Nowadays more then ever, it is very difficult to grow and make trustworthy improvements without minimal data collection and interpretation. Without appropriate research and analysis, an idea is likely to remain in a lifeless state forever: this is why a good data interpretation approach is essential.

Data Interpretation is the process of making sense out of a collection of data that has been processed. The interpretation of data assigns a meaning to the information analyzed and determines its signification and implications. The purpose of data collection and interpretation is to gain useful and functional information and to make the most informed decisions possible.

It is evident how important is data interpretation and this is why it needs to be done in a proper way. We see data arriving often from multiple sources, having especially a tendency to enter the analysis process with uncoordinated ordering.

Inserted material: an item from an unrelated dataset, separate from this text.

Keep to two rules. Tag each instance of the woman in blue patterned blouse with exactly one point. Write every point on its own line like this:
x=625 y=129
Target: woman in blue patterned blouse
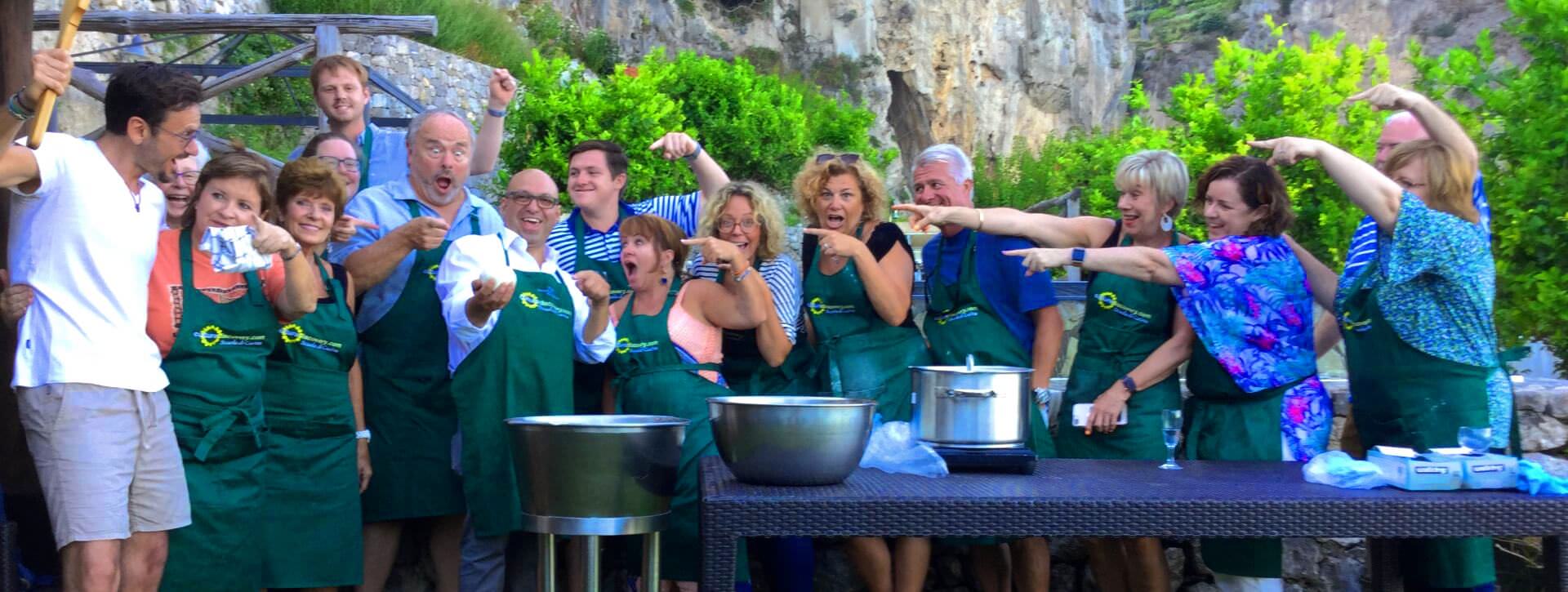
x=1254 y=389
x=1418 y=320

Data analysis tends to be extremely subjective. That is to say, the nature and goal of interpretation will vary from business to business, likely correlating to the type of data being analyzed. While there are several different types of processes that are implemented based on individual data nature, the two broadest and most common categories are “quantitative analysis” and “qualitative analysis”.

Concerning qualitative analysis, data is described through the use of descriptive context, like text; instead, quantitative analysis refers to a set of processes by which numerical data is analyzed. While qualitative data must be “coded” (techniques like observations, documents and interviews) ,in order to facilitate the grouping and labeling of data into identifiable themes, quantitative data is tipically measured by visually presenting correlation tests between two or more variables of significance.

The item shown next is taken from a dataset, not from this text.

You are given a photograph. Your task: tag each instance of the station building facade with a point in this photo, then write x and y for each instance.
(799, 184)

There are same few easy steps that you can bring while interpreting and analyzing your data:

  • By collecting the data, make it as clean as possible –> avoid keeping information that you wont use.
  • Choose when to use a quantitative or qualitative analysis and apply the methods respectively to each.
  • Think about what you want/have to capture from your data:try to look at it from different perspectives, not only yours, but also the ones of the other people involved in the project.
  • Be aware of false information, wrong collected or inaccurate data.
  • Deliver your analysis in the easiest possible way: visualization is a good choice in this case, i.e. using dashboards.

Data dashboards are merging the data gap between qualitative and quantitative methods of interpretation of data, through visualization. They can literally help and prevent the major errors of interpretation and morever, once they are implemented, you can get from them as much information and insights as you need in very short time, helping you achieving your goals or preventing future errors.